Voice-enabled Continuous Monitoring Device May Help Blind Diabetic Patients

help for blind diabetics

Voice enabled technology can help blid diabetic patiens cope better with the disease. This invention is worthy of a prize.

Using voice-enabled continuous glucose monitoring (CGM) in legally blind patients with insulin-treated diabetes can help improve glycemic control and reduce severe hypoglycemia, US researchers say.

Writing in Diabetes Technology & Therapeutics, H Kaan Akturk and colleagues at the Barbara Davis Center for Diabetes in Aurora, Colorado, demonstrate that diabetes treatment in this group of individuals may be difficult because "insulin administration devices such as pens and pumps and glucose control systems are not commonly adapted for visually impaired patients with diabetes."

The Dexcom G6 system is, say, the first, and currently only CGM device to address this. They clarify that users of Dexcom G6 can ask Siri's voice-enabled feature (Apple Inc, Cupertino, California , USA) to read their glucose readings and display their graph on a locked smartphone screen directly.

At baseline, mean levels between patients ranged from approximately 7.2 percent to 10.0 percent (55–86 mmol / mol), while after 12 months this range was approximately 5.0 percent to 8.8 percent (31–73 mmol / mol). 3.9–10.0 mmol / L) increased considerably from an average of 50.9 percent at 3 months to 56.8 percent at 12 months, with no corresponding rise in hypoglycemic time. The mean time spent in extreme hypoglycemia (< 54 mg / dL;3.0 mmol / L) was 0.6 per cent and 0.4 per cent , respectively, at 3 months and 2.2 per cent at 12 months.

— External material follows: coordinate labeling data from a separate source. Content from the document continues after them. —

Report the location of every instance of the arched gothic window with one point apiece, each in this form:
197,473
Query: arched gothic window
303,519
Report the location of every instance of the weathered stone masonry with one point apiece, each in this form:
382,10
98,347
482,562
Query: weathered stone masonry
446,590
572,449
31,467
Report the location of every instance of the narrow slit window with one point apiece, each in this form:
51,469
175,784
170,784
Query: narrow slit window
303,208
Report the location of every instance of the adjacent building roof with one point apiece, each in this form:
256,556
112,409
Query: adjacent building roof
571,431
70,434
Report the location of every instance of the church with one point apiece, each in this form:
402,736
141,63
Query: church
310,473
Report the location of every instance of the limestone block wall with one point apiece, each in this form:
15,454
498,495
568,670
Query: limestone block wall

One patient encountered three episodes in the 12 months prior to initiating use of Dexcom G6 with Siri, and five patients each encountered one episode. By contrast, no such episodes were reported in any of the patients with Siri use during the first 12 months of Dexcom G6. They say patients "must use [the] Dexcom software on the mobile to warn to hypoglycemia and hyperglycemia with adjustable loud warning settings." They say patients may then ask Siri about their glucose level and proactively enhance diabetes management.

The team claims that "easy accessibility to CGM glucose levels may decrease the ongoing monitoring of visually impaired patients to caregivers on intensive insulin therapy and may decrease the response time for hypoglycemia."